Литмир - Электронная Библиотека

– С некоторых пор я отказываюсь что бы то ни было понимать в этом деле, – сказала Паула, – за исключением того, что ты счастливо выиграл по лотерейному билету и пригласил меня с собой, лишив раз и навсегда возможности попасть в справочник «Кто есть кто в Аргентине».

– Наоборот – это загадочное плавание прибавит тебе весу. Можешь сказать, что удалилась от света ради духовного очищения или что пишешь монографию о Дилане Томасе[7], очередном модном в литературных кофейнях поэте. Я лично считаю, что главное очарование всякого безумства состоит в том, что оно всегда кончается плохо.

– Да, порою в этом есть свое очарование, – сказала Паула. – Le besoin de la fatalite[8], как говорится.

– В худшем случае получится обычное плавание, правда, неизвестно куда. На три-четыре месяца. Признаюсь, именно это, последнее, меня и склонило в его пользу. Куда же это они могут отправить нас так надолго? Разве что в Китай?

– В который из двух?

– В оба, отдавая должное традиционному нейтралитету Аргентины.

– Хорошо бы, но увидишь, привезут в Геную, а оттуда – на автобусах по всей Европе, пока не растрясут вконец.

– Сомневаюсь, – сказал Рауль. – В таком случае они бы до отплытия расписали это на все лады. А когда отплывем – там уже другой разговор.

– Но все-таки, – сказала Паула, – что-то о маршруте говорили.

– В высшей степени туманно. И в сослагательном наклонении, так что я даже не запомнил, какие-то намеки с целью разбудить в нас природный авантюризм и азартность. Короче, бесплатное морское путешествие с учетом международной обстановки. То есть нас не повезут ни в Алжир, ни во Владивосток, ни в Лас-Вегас. Главная хитрость – оплаченные отпуска. Какой же служащий устоит? Да и тревел-чеки прими в расчет. В долларах, заметь, в долларах.

– Да и возможность пригласить меня.

– Вот именно. И узнать, излечивает ли морской воздух и экзотические портовые города от любовного недуга.
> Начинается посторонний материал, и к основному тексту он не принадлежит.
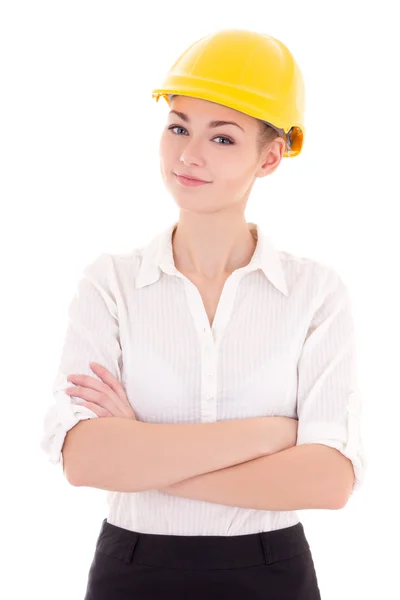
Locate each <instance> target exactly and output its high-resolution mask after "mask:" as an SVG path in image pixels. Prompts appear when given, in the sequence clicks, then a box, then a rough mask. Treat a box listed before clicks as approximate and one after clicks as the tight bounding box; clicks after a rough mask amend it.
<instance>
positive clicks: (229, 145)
mask: <svg viewBox="0 0 400 600" xmlns="http://www.w3.org/2000/svg"><path fill="white" fill-rule="evenodd" d="M173 129H182V130H183V131H186V129H185V128H184V127H181V126H180V125H170V126H169V127H168V130H173ZM174 135H179V134H178V133H174ZM218 138H219V139H220V140H226V141H227V142H228V143H227V144H225V143H223V144H218V145H219V146H231V145H233V144H234V143H235V142H233V141H232V140H231V139H230V138H228V137H225V136H222V135H217V136H216V137H215V138H214V140H216V139H218Z"/></svg>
– Как-никак, а лучше люминала, – проговорила Паула, глядя на него. Рауль тоже посмотрел на нее. Так они и смотрели друг на друга некоторое время, чуть ли не с вызовом.

– Ладно, – сказал Рауль, – хватит глупостей. Ты мне обещала.
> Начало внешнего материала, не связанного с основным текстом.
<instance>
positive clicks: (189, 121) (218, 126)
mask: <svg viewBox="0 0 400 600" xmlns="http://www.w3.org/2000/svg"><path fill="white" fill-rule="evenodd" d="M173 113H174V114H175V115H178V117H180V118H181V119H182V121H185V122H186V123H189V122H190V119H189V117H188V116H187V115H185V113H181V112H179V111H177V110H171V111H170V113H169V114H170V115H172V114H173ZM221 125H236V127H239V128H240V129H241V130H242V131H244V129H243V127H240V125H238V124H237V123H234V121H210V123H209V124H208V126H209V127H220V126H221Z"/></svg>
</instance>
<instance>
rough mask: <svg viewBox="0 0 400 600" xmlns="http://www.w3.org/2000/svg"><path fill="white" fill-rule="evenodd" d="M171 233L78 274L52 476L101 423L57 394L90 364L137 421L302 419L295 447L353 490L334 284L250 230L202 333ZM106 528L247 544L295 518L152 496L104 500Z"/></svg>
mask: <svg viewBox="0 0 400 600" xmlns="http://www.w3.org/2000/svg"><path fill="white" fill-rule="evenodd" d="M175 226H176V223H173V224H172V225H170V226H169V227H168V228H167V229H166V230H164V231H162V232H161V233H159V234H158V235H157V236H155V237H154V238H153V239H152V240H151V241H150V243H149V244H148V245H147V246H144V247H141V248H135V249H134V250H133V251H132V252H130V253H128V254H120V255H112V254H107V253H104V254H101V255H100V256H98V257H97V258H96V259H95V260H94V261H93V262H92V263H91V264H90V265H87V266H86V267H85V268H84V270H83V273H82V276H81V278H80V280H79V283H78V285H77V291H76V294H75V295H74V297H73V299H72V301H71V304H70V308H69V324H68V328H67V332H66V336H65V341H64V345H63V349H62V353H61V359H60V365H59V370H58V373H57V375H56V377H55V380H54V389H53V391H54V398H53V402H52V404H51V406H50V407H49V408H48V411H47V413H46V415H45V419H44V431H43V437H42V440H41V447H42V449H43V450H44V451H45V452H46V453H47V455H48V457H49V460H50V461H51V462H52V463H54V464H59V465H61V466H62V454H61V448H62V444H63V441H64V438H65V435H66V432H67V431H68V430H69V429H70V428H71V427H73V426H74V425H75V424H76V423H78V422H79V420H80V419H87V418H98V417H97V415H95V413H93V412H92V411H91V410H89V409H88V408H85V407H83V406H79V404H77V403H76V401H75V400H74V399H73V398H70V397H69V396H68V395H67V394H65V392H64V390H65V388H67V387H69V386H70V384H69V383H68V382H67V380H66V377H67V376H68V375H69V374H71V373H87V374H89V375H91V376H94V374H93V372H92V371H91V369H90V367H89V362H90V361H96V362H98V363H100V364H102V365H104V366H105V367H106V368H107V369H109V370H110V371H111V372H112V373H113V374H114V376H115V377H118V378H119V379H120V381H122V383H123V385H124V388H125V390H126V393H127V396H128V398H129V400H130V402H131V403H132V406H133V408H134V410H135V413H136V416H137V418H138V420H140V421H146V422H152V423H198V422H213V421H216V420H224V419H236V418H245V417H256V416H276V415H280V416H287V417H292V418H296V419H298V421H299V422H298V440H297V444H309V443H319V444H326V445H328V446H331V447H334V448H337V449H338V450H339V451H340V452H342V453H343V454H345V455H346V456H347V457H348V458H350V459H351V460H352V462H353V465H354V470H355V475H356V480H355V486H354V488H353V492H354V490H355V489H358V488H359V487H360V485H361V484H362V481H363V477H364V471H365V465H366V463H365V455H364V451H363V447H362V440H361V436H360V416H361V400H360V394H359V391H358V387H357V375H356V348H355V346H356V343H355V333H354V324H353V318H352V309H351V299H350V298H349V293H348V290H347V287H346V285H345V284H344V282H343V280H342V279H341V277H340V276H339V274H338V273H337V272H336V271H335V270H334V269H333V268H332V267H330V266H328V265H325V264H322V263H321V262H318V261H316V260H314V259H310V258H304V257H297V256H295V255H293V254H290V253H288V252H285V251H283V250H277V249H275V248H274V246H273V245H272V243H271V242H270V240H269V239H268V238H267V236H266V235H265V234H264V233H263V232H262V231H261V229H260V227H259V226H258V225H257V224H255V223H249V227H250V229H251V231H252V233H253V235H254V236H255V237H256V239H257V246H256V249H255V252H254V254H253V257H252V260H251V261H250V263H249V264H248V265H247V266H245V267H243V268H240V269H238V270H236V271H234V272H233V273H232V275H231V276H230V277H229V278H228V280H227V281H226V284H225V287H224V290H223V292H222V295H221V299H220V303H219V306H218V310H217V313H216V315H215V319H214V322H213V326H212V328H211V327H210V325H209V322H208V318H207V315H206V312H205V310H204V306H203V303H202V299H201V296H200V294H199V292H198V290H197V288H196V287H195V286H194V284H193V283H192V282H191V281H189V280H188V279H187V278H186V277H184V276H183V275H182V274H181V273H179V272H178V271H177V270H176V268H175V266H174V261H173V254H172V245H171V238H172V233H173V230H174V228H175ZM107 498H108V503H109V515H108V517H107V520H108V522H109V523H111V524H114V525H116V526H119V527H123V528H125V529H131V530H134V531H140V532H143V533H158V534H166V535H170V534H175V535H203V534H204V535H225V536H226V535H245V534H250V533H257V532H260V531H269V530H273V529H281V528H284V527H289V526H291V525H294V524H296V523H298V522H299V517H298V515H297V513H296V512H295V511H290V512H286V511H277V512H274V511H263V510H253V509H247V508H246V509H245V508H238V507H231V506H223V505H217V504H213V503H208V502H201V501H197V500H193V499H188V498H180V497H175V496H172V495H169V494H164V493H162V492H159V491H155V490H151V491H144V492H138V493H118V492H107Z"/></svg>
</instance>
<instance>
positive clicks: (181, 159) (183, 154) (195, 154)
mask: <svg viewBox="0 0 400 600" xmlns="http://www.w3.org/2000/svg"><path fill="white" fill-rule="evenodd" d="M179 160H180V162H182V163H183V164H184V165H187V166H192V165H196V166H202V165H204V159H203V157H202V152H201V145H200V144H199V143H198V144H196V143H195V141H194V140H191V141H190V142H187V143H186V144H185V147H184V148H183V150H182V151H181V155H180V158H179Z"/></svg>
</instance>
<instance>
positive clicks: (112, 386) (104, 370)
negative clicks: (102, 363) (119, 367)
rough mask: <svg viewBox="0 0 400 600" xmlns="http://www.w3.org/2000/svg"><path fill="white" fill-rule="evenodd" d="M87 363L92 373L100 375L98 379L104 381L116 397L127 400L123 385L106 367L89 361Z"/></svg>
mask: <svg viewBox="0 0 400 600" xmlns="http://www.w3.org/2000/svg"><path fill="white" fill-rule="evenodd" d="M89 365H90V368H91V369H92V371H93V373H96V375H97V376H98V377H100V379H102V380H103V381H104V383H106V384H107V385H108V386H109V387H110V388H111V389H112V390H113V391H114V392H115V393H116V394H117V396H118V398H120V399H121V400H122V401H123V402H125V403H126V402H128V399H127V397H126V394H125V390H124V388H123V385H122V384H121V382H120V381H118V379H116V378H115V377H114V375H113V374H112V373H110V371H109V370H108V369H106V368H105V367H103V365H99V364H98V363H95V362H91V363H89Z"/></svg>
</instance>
– Ясное дело, – сказала Паула.

– Ты всегда говоришь «ясное дело», когда оно как раз самое что ни на есть темное.

– Обрати внимание. Я сказала: как-никак, а лучше люминала.

– Идет, on laisse tomber[9].

– Ясное дело, – повторила Паула. – Не сердись, милый. Я тебе очень благодарна, правда. Ты меня берешь с собой и вытаскиваешь из такого болота, пусть даже при этом гибнет моя и без того невысокая репутация. Право же, Рауль, я верю, что путешествие пойдет мне на пользу. Особенно если вляпаемся в какую-нибудь дурацкую историю. Вот смеху-то будет.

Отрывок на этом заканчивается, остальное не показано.